Un anno senza Proietti, in sala l’ultimo film

Gigi Proietti in una foto d'archivio al Film Festival di Roma per la proiezione de film 'Sono Gassman! Vittorio re della commedia'.
Gigi Proietti in una foto d'archivio al Film Festival di Roma per la proiezione de film 'Sono Gassman! Vittorio re della commedia'. ANSA/CLAUDIO ONORATI

ROMA. – È davvero commovente che esattamente a un anno dalla sua morte (il 2 novembre 2020) che poi era anche il giorno del suo compleanno, Gigi Proietti torni a vivere almeno sugli schermi. Una sorta di magia che lo vede tra l’altro in un ruolo così popolare e amato, come quello di Babbo Natale, affiancato da un grande Marco Giallini, mai come in questo film totalmente dentro il suo personaggio di romano disincantato e un po’ coatto.

Io sono Babbo Natale di Edoardo Falcone arriva in sala il 3 novembre con la Lucky Red dopo essere stato evento di pre apertura alla Festa di Roma e non sarà l’unica occasione per ricordare il grande mattatore romano, al quale oggi è intitolata una fondazione mentre Edoardo Leo gli ha dedicato il bel documentario “Luigi Proietti detto Gigi”, prossimamente in sala.

In IO SONO BABBO NATALE, Ettore (Giallini) è un ex detenuto che cerca di rifarsi una vita.
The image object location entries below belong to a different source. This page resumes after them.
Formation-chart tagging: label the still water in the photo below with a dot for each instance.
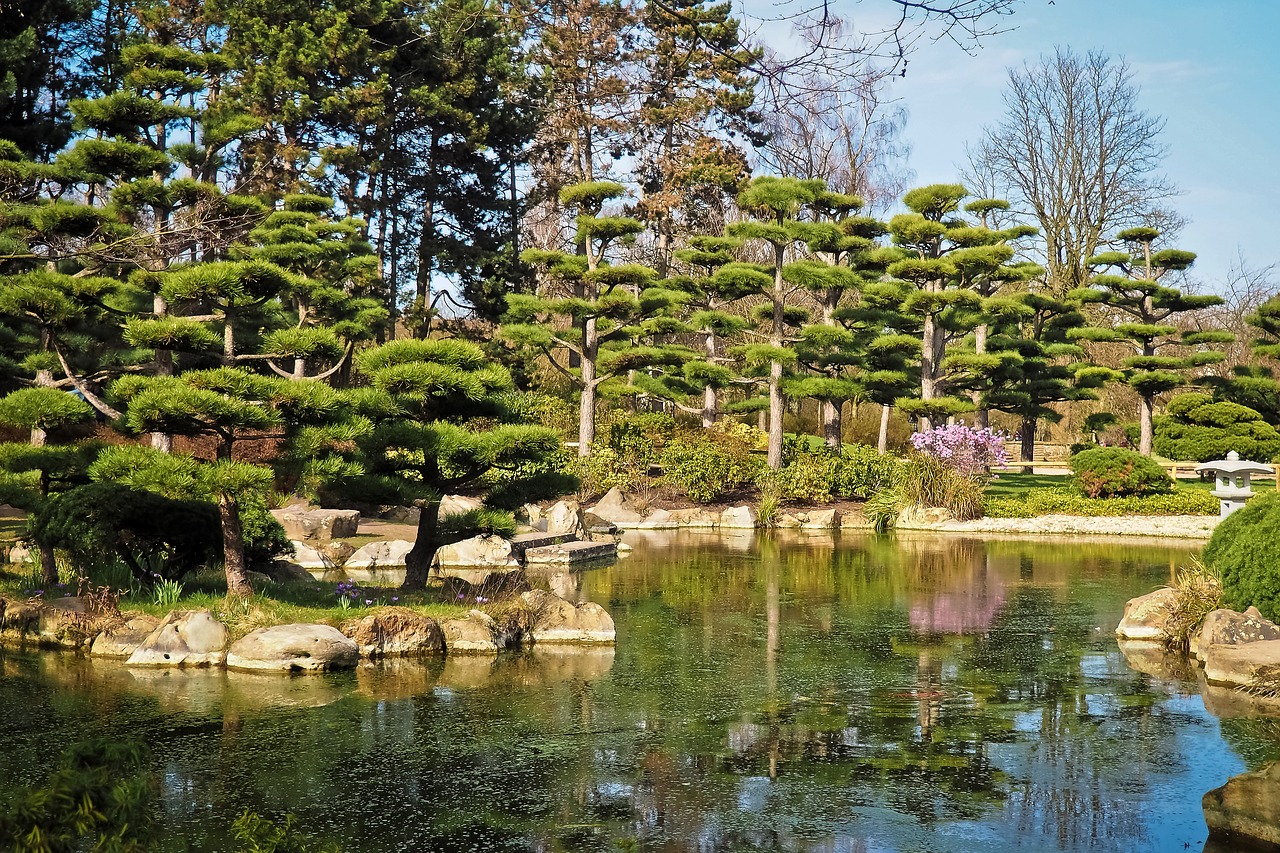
(766, 694)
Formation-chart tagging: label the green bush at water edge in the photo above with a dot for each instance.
(1063, 501)
(1244, 552)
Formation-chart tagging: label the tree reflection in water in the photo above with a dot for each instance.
(778, 694)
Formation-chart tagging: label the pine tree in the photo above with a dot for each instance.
(776, 204)
(433, 423)
(1147, 311)
(954, 267)
(615, 311)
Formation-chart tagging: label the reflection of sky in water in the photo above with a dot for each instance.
(922, 696)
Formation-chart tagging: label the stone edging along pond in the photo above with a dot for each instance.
(186, 638)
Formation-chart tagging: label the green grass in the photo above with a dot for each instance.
(1015, 484)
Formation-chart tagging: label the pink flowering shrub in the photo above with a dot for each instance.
(968, 451)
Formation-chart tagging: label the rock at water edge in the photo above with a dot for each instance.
(1147, 616)
(1247, 808)
(1230, 628)
(122, 641)
(183, 638)
(293, 648)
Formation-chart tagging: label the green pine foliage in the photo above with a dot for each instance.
(1114, 471)
(1244, 553)
(1196, 427)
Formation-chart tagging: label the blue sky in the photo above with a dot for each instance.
(1210, 68)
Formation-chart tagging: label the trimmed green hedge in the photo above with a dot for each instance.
(1246, 553)
(1063, 501)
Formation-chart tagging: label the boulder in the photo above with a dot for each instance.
(1146, 616)
(695, 518)
(1252, 665)
(657, 520)
(739, 518)
(556, 620)
(293, 648)
(1230, 628)
(458, 505)
(822, 520)
(562, 519)
(183, 638)
(122, 641)
(67, 623)
(924, 516)
(484, 551)
(18, 619)
(396, 632)
(402, 514)
(304, 524)
(616, 507)
(1246, 811)
(474, 634)
(379, 555)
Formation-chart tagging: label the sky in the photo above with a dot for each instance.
(1210, 68)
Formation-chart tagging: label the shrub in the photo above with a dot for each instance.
(970, 452)
(1112, 471)
(1060, 501)
(1198, 593)
(705, 468)
(1197, 428)
(1246, 555)
(862, 471)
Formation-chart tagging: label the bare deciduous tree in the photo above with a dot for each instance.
(1077, 155)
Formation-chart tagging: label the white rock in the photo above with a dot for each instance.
(380, 555)
(739, 518)
(481, 551)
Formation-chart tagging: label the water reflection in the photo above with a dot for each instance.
(768, 693)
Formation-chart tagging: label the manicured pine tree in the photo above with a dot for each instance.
(30, 473)
(776, 205)
(615, 315)
(707, 297)
(952, 267)
(1040, 363)
(430, 423)
(227, 405)
(1147, 311)
(845, 259)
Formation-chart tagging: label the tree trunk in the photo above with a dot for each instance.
(233, 547)
(775, 456)
(981, 419)
(48, 565)
(831, 424)
(709, 406)
(928, 368)
(1147, 411)
(1029, 438)
(417, 561)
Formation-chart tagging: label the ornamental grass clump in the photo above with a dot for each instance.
(1198, 593)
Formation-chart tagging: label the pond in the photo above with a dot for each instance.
(766, 694)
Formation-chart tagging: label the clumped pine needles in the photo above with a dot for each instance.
(1198, 593)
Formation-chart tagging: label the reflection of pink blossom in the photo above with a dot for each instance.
(960, 612)
(967, 450)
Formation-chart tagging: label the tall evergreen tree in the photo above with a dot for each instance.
(1147, 311)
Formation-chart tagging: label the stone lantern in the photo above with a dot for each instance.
(1233, 480)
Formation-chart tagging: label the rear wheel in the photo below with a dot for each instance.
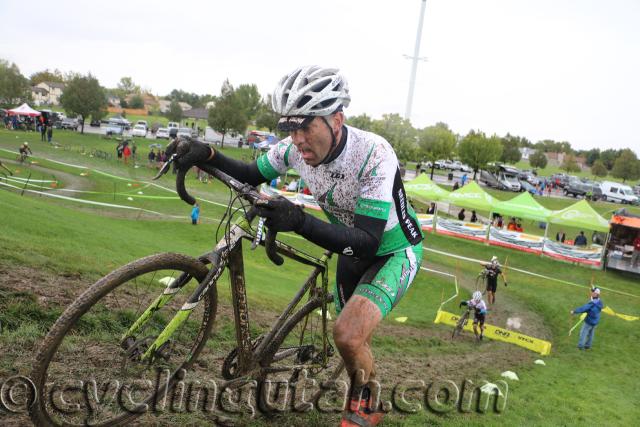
(86, 372)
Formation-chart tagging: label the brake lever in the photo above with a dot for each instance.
(165, 168)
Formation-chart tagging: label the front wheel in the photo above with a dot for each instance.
(90, 370)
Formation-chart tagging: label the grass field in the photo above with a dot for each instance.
(51, 249)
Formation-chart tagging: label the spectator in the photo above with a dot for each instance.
(580, 240)
(636, 251)
(593, 309)
(126, 152)
(195, 214)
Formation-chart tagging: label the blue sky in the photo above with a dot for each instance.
(567, 70)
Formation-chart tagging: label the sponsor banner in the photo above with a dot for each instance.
(579, 254)
(297, 198)
(426, 221)
(515, 240)
(467, 230)
(499, 334)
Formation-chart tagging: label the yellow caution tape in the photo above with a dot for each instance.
(495, 333)
(626, 317)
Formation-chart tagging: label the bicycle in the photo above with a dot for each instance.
(462, 321)
(124, 327)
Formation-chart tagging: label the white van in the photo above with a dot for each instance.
(616, 192)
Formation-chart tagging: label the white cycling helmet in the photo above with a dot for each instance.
(308, 92)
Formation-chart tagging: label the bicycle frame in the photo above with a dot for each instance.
(228, 253)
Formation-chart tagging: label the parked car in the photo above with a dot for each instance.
(616, 192)
(69, 123)
(173, 129)
(525, 186)
(114, 127)
(575, 188)
(139, 130)
(162, 133)
(439, 164)
(185, 132)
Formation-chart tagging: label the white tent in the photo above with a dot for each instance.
(23, 110)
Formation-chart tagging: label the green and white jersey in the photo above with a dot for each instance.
(363, 179)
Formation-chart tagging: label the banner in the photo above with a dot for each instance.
(495, 333)
(515, 240)
(466, 230)
(426, 221)
(297, 198)
(579, 254)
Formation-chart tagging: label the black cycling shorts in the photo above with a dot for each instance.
(492, 285)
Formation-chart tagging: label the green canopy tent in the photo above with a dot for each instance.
(523, 206)
(424, 189)
(471, 196)
(580, 215)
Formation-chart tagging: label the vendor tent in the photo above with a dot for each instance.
(523, 206)
(580, 215)
(471, 196)
(23, 110)
(423, 188)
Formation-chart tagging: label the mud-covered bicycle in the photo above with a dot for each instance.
(156, 315)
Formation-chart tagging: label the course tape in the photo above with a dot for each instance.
(608, 310)
(530, 273)
(499, 334)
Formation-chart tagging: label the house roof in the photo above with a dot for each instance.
(197, 113)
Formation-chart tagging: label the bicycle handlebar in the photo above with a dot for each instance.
(245, 191)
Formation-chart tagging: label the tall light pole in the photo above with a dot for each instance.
(414, 65)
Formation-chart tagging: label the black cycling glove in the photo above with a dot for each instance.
(190, 152)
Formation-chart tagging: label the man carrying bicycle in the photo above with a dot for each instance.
(25, 151)
(492, 270)
(479, 312)
(355, 177)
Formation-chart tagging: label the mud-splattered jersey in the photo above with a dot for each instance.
(364, 179)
In prigione a causa di una rapina, l’uomo che non ha mai tradito i suoi complici, ora che è fuori vuole continuare a fare l’unica cosa che sa fare davvero bene: rubare. Fuori dalla galera nessun legame familiare tranne la sua ex compagna Laura (Barbara Ronchi) con la quale ha avuto una figlia che non ha mai conosciuto.

A un certo punto, in uno dei suoi furti, entra nella casa di Nicola (Gigi Proietti), un signore anziano molto gentile che mostra chiari segni di disturbi di identità visto che dice di essere Babbo Natale in persona. Fatto sta che tra i due si crea uno strano rapporto di amicizia. Nicola cerca in qualche modo di rendere Ettore suo erede come Babbo Natale, mentre lui pensa solo a come sfruttarlo. Tanti duetti, tra Proietti e Giallini, nel segno della romanità, e un finale davvero molto natalizio.

“Cosa ho imparato da Proietti? Ho imparato da lui anche quando non lo conoscevo, da certi personaggi assorbi tutto, sono sempre dei tuoi riferimenti – ha spiegato Giallini presentando il film -. È stato un privilegio passare tanto tempo con lui, per me era diventato come un padre. Che non stava bene non si capiva troppo, quando iniziava il ciak si alzava di botto e sembrava avesse vent’anni. Gli chiedevo spesso ‘come stai? Me vie’ da piagne a pensarlo… e lui rispondeva sempre con la sua ironia: ‘Abito in via di guarigione'”.

Nel documentario di Edoardo Leo, si ritrova invece tutta la sua famiglia: la vedova, Sagitta Alter, e le figlie Susanna e Carlotta. “E’ un film bellissimo, che rispecchia pienamente papà, lo racconta in modo completo, ne siamo tutti veramente molto felici”, dice Carlotta.

Il progetto nasce per volontà di Leo: “Nel 2018 mi ero messo in testa di fare un documentario su A me gli occhi please, l’one-man-show del ’76 scritto da Roberto Lerici. Lo proposi a Gigi che mi rispose incredulo: ‘Un documentario su di me? E perché ?’. Dopo qualche titubanza – racconta Edoardo Leo – disse di sì e cominciai a fare interviste, a raccogliere materiale, a seguire per mesi ogni recita di un suo spettacolo ovunque fosse. Poi la sua morte. Mi sono fermato e ho chiesto alla famiglia cosa fare. – spiega il regista- Quando hanno dato il consenso ho ricominciato a lavorarci ma a quel punto il racconto di A me gli occhi è diventato altro: il tentativo di scoprire il mistero di un artista capace di unire alto e basso, di stravolgere, mettere in berlina i classici conoscendoli profondamente, unire le generazioni. E’ stata un’impresa perché Proietti ha fatto tantissimo e alla fine è stato un atto d’amore dovuto”.